How you can help combat climate change
Travelling isn’t always associated with being eco-friendly, and with the attraction of long haul flights to far-flung places, you can see why. Fear not, sustainable travel doesn’t require you to hang up your wanderlust boots to save the planet. There are plenty of ways to make travelling greener:
- Support these small island nations in any way you can. Donate to charities and projects that are fighting against rising sea levels.
- Visit these island nations. Flying doesn’t exactly help your carbon footprint but a lot of these tropical destinations rely heavily on tourism to fund their economy. Also, try to book your accommodation and activities with small, family-run businesses.
- Pack light for your trip, it’s that simple! Not only does a lighter suitcase mean less to lug about but it’s also better for the environment. The fewer kilos you take, the less CO2 the aircraft emits. It may seem small but a little goes a long way.
- Maximise your trip abroad. Try to avoid flying for short weekend getaways and instead combine them to make one big holiday.
- Instead of flying for short trips away to closer destinations, consider using alternative transport like trains or ferries. Check out this guide to the ten best train journeys in the world for some serious wanderlust inspiration.
- Use public transport on holiday instead of hiring a car. Not only is this greener but can also make the act of travelling more adventurous and fun as you increase your chances of immersing yourself in the country and culture. You can read about my experience of travelling from London to Barcelona by bus here.

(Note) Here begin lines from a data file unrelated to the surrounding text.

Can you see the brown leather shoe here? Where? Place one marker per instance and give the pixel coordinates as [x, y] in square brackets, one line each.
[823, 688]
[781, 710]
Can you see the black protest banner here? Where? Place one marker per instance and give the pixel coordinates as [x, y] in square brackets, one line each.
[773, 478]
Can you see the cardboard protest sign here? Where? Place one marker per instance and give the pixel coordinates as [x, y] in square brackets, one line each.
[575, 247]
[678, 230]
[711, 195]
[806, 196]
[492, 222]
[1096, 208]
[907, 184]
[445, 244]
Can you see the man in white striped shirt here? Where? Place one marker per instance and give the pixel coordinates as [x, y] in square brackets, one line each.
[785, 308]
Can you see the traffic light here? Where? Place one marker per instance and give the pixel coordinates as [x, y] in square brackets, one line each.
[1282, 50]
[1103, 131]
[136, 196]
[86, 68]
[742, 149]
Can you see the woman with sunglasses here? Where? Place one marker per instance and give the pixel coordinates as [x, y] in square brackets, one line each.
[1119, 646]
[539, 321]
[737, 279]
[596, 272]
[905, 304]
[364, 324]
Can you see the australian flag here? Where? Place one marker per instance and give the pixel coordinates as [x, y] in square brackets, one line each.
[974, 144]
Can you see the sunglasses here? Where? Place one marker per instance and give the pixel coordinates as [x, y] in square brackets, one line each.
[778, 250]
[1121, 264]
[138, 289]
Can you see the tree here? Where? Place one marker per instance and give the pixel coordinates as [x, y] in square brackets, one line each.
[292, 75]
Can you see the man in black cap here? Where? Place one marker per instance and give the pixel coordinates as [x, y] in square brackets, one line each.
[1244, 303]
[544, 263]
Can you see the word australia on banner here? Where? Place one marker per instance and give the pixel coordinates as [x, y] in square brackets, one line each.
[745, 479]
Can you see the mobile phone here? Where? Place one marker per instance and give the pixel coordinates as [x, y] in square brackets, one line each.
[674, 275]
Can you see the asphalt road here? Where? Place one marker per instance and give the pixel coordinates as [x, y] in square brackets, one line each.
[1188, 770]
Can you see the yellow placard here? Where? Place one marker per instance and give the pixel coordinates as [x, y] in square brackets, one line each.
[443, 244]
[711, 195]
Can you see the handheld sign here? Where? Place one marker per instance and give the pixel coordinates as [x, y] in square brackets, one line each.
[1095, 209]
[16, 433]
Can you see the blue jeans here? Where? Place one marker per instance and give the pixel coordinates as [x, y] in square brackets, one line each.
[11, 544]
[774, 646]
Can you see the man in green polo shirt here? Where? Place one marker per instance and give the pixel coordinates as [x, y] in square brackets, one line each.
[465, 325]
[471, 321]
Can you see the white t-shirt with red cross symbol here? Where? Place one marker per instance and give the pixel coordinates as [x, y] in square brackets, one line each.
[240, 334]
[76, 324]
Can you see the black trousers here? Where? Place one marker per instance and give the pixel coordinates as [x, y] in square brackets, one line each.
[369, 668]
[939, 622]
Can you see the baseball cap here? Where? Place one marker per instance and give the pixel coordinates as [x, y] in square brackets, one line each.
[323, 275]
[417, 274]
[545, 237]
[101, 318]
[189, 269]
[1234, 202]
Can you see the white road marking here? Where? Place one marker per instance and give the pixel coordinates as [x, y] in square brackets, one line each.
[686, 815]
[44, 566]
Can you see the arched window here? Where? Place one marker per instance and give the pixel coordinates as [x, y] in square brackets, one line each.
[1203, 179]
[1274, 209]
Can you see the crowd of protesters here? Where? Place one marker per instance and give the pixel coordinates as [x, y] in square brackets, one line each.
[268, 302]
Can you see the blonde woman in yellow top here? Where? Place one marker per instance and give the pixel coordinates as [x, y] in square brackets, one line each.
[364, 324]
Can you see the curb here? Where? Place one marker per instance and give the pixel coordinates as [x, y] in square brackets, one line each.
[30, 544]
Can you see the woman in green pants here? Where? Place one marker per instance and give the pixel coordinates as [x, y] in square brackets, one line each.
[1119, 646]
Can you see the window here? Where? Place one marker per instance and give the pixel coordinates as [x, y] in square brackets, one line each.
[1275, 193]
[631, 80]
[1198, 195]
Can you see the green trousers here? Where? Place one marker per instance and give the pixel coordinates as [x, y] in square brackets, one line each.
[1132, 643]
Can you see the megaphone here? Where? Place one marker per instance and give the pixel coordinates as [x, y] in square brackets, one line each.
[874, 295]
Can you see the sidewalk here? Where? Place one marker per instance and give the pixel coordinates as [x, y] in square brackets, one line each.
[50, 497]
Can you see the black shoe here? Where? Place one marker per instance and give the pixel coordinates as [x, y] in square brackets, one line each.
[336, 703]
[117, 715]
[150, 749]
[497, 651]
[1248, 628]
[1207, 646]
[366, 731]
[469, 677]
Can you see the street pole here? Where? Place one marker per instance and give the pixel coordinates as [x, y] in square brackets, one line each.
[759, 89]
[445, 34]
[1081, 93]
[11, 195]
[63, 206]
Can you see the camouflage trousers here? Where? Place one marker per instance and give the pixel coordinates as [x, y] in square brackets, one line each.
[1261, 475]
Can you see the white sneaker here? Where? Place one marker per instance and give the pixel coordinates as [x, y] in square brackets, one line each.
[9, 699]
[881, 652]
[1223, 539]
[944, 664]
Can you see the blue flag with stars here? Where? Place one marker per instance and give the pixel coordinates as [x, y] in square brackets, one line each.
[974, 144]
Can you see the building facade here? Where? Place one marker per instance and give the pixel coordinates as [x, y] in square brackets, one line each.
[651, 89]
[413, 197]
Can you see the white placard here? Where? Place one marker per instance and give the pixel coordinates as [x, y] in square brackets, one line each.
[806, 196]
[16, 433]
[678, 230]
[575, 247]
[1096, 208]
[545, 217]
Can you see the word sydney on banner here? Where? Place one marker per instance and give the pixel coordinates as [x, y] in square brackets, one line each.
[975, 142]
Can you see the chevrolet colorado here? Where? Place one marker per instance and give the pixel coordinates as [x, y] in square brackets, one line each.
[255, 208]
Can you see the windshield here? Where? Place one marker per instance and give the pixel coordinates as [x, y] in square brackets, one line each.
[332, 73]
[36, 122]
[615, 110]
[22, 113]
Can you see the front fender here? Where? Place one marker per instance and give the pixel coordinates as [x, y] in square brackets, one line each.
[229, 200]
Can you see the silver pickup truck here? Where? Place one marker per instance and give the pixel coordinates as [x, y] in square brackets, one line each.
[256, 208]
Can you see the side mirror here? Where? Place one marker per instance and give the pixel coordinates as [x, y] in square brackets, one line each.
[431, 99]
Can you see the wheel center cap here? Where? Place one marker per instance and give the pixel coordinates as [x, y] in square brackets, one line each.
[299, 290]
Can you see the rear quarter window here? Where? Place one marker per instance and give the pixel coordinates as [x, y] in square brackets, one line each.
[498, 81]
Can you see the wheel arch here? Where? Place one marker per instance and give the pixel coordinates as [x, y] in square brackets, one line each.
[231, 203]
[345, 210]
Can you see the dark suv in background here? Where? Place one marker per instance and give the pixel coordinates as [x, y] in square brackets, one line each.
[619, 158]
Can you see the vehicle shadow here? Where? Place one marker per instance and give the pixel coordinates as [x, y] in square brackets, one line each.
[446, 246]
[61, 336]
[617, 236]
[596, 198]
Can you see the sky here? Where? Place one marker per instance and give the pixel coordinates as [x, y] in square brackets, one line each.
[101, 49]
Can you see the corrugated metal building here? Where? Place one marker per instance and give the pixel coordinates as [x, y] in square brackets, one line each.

- Offset your carbon when you fly. Yes, you still produce CO2 when you travel but you can pay a company to invest in a project that reduces your carbon emissions elsewhere. Find out how to offset your emissions effectively here.
Green tips for when you’re not on the road
- Consider car-sharing, cycling or public transport instead of driving on your commute to work.
- Use energy-efficient light bulbs and switch off all electrical items when they’re not in use.
- Recycle as much as possible. Another big threat to island nations is plastic waste that ends up in the oceans. You can do this while travelling too and try to reduce your single-use plastic waste by packing reusable essentials and solid toiletries.
- Register to vote and then go out and vote! Make your voice heard, and fight to have politicians that represent your views in office. Make sure climate change is being talked about in your area.
- Use your social media platform to share stories and spread the word. The more people know about climate change, the effects, and the measures we can all take to try to reverse or soften them, the bigger the chance we have at succeeding.